By Myrna Adams West
For 35 years the bronze hands have stood on their marble base and lifted the flaming chalice to call our congregation to worship. After all these years, they are tired and ready to rest in a place of honor.
The hands and chalice bowl were sculpted and attached to an Italian marble base by UUFA member Barbara Reese in 1979 while the congregation was meeting in the building at 834 Prince Avenue. Thirteen years later the congregation moved into the current building on Timothy Road, bringing the “Hands Chalice” to grace the low table made by Dr. Jim Woodruff in memory of John Garst, son of long-time members Edna and John Garst.
Since that time the bronze hands have lifted the chalice of liberal religion at worship services, congregational meetings, committee meetings, weddings, memorial services, Solstice services, musical programs, and fun nights. Its unique form has represented UUFA on banners, stationery, brochures, newsletters, web pages, and in numerous photographs.

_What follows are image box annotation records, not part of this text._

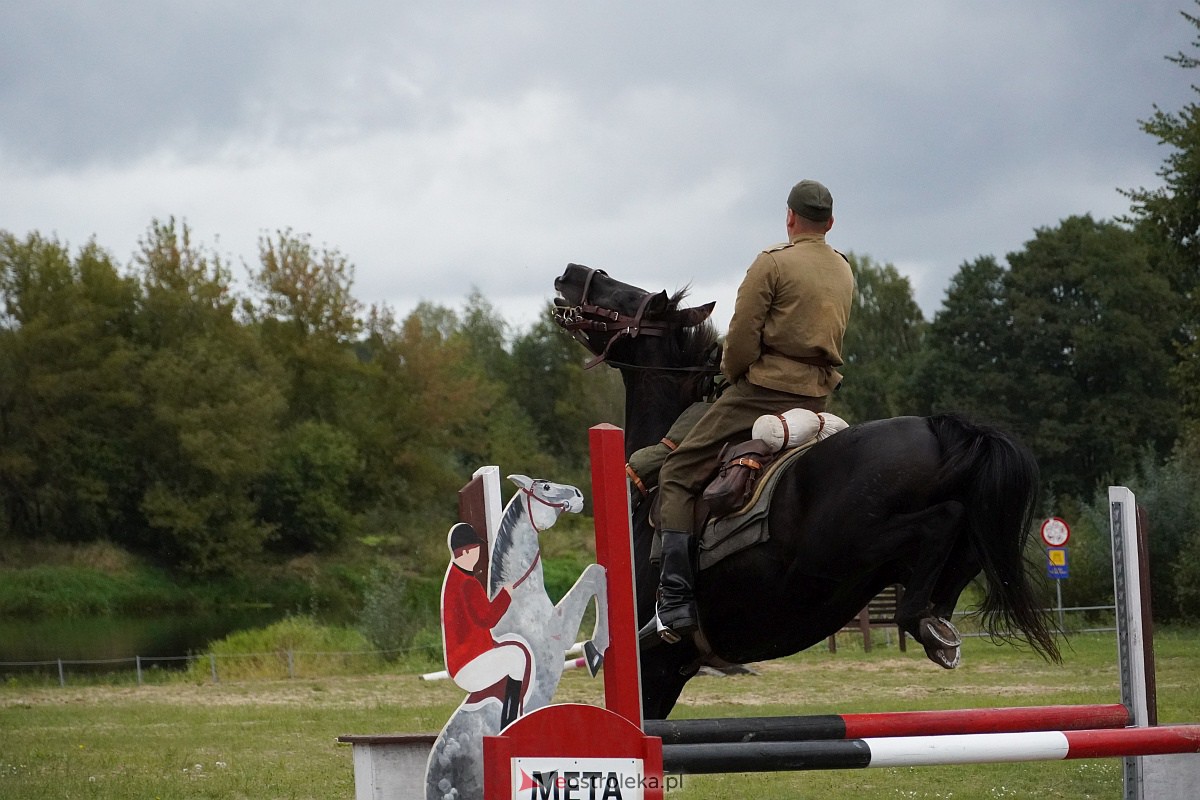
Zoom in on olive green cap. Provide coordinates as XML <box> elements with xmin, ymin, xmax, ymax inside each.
<box><xmin>787</xmin><ymin>180</ymin><xmax>833</xmax><ymax>222</ymax></box>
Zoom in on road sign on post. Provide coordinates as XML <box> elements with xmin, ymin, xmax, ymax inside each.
<box><xmin>1046</xmin><ymin>547</ymin><xmax>1070</xmax><ymax>581</ymax></box>
<box><xmin>1042</xmin><ymin>517</ymin><xmax>1070</xmax><ymax>547</ymax></box>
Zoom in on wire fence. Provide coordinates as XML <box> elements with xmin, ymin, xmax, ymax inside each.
<box><xmin>0</xmin><ymin>606</ymin><xmax>1116</xmax><ymax>687</ymax></box>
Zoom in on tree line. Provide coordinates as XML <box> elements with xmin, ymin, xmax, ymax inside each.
<box><xmin>0</xmin><ymin>219</ymin><xmax>620</xmax><ymax>575</ymax></box>
<box><xmin>9</xmin><ymin>6</ymin><xmax>1200</xmax><ymax>615</ymax></box>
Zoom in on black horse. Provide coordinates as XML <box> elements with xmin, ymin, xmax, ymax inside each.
<box><xmin>554</xmin><ymin>264</ymin><xmax>1060</xmax><ymax>718</ymax></box>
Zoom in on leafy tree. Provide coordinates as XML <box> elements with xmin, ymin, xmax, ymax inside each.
<box><xmin>1008</xmin><ymin>216</ymin><xmax>1178</xmax><ymax>497</ymax></box>
<box><xmin>916</xmin><ymin>255</ymin><xmax>1021</xmax><ymax>428</ymax></box>
<box><xmin>0</xmin><ymin>233</ymin><xmax>138</xmax><ymax>541</ymax></box>
<box><xmin>260</xmin><ymin>420</ymin><xmax>359</xmax><ymax>552</ymax></box>
<box><xmin>1124</xmin><ymin>4</ymin><xmax>1200</xmax><ymax>440</ymax></box>
<box><xmin>251</xmin><ymin>230</ymin><xmax>362</xmax><ymax>425</ymax></box>
<box><xmin>510</xmin><ymin>303</ymin><xmax>624</xmax><ymax>469</ymax></box>
<box><xmin>834</xmin><ymin>254</ymin><xmax>926</xmax><ymax>422</ymax></box>
<box><xmin>922</xmin><ymin>216</ymin><xmax>1178</xmax><ymax>497</ymax></box>
<box><xmin>137</xmin><ymin>221</ymin><xmax>283</xmax><ymax>573</ymax></box>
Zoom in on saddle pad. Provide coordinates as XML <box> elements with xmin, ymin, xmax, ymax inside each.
<box><xmin>700</xmin><ymin>439</ymin><xmax>816</xmax><ymax>570</ymax></box>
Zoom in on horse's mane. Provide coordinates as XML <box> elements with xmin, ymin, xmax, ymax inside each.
<box><xmin>488</xmin><ymin>492</ymin><xmax>524</xmax><ymax>583</ymax></box>
<box><xmin>667</xmin><ymin>287</ymin><xmax>716</xmax><ymax>367</ymax></box>
<box><xmin>659</xmin><ymin>287</ymin><xmax>721</xmax><ymax>407</ymax></box>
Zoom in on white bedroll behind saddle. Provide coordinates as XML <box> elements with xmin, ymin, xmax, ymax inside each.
<box><xmin>750</xmin><ymin>408</ymin><xmax>850</xmax><ymax>452</ymax></box>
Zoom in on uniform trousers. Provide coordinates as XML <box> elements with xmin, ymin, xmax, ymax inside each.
<box><xmin>659</xmin><ymin>377</ymin><xmax>829</xmax><ymax>534</ymax></box>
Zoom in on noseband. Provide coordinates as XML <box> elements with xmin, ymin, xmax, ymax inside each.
<box><xmin>554</xmin><ymin>269</ymin><xmax>713</xmax><ymax>369</ymax></box>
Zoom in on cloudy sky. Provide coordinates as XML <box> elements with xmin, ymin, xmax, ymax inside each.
<box><xmin>0</xmin><ymin>0</ymin><xmax>1198</xmax><ymax>327</ymax></box>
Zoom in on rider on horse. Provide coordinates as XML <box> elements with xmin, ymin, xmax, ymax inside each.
<box><xmin>658</xmin><ymin>180</ymin><xmax>854</xmax><ymax>642</ymax></box>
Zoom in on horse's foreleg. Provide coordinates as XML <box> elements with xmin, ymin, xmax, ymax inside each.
<box><xmin>554</xmin><ymin>564</ymin><xmax>608</xmax><ymax>674</ymax></box>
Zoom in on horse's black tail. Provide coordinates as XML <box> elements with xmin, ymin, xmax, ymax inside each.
<box><xmin>929</xmin><ymin>414</ymin><xmax>1062</xmax><ymax>662</ymax></box>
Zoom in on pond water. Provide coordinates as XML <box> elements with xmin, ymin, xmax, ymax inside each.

A photograph taken in 1989 by James Morgenthaler appeared as the November chalice of the month in a calendar featuring Unitarian Universalist Chalices from across the Western Hemisphere.
The Hands Chalice was officially retired at the end of 2014. While the arms and hands appear to be the most likely handles for lifting and moving it, the heavy marble base makes it bottom heavy and awkward to lift. When lifted that way, the bolts that attach the hands to the marble strain to hold the heavy marble, and gravity pulls the whole piece downward. Through the years the heavy sculpture has been dropped several times. The bolts that once secured the hands to the base are bent and stripped and no longer hold the bronze pieces tight against the base. Now the hands too easily pivot away from each other when sitting on the table, making the bronze bowl fall out from between the little fingers or from between the thumbs.
Sculptors in residence at UUFA, Rocky Sapp and Bob Clements, have both declined to attempt to tighten the bolts for fear of the marble cracking and suggest only that epoxy might be applied between the arms and the marble. Neither wants to take on that type of repair, however. Other artists who have been consulted offer no additional suggestions. So, after much discussion and consideration, the Worship Arts Committee has decided to retire the Hands Chalice and to give it a place of honor in the building where it can still be admired.
In the meantime, the Worship Arts Committee hopes you will enjoy the array of chalices that will shelter our symbolic light as we decorate the worship space in seasonal colors and thematic arrangements. Watch for additional opportunities to give feedback about what should be done concerning UUFA having a permanent chalice.
The unique design of the Hands Chalice has served as an apt symbol of a Unitarian Universalist congregation whose vision statement calls it to be a beacon of liberal religion in Northeast Georgia. The hands represent our hands reaching up to shine the light of Unitarian Universalism’s good news as the Unitarian Universalist Fellowship of Athens follows our vision to “welcome greater diversity and search for deeper meaning. [To speak and act for justice, as we model] sustainable stewardship of personal and earth resources, [and to] strive to transform our world.”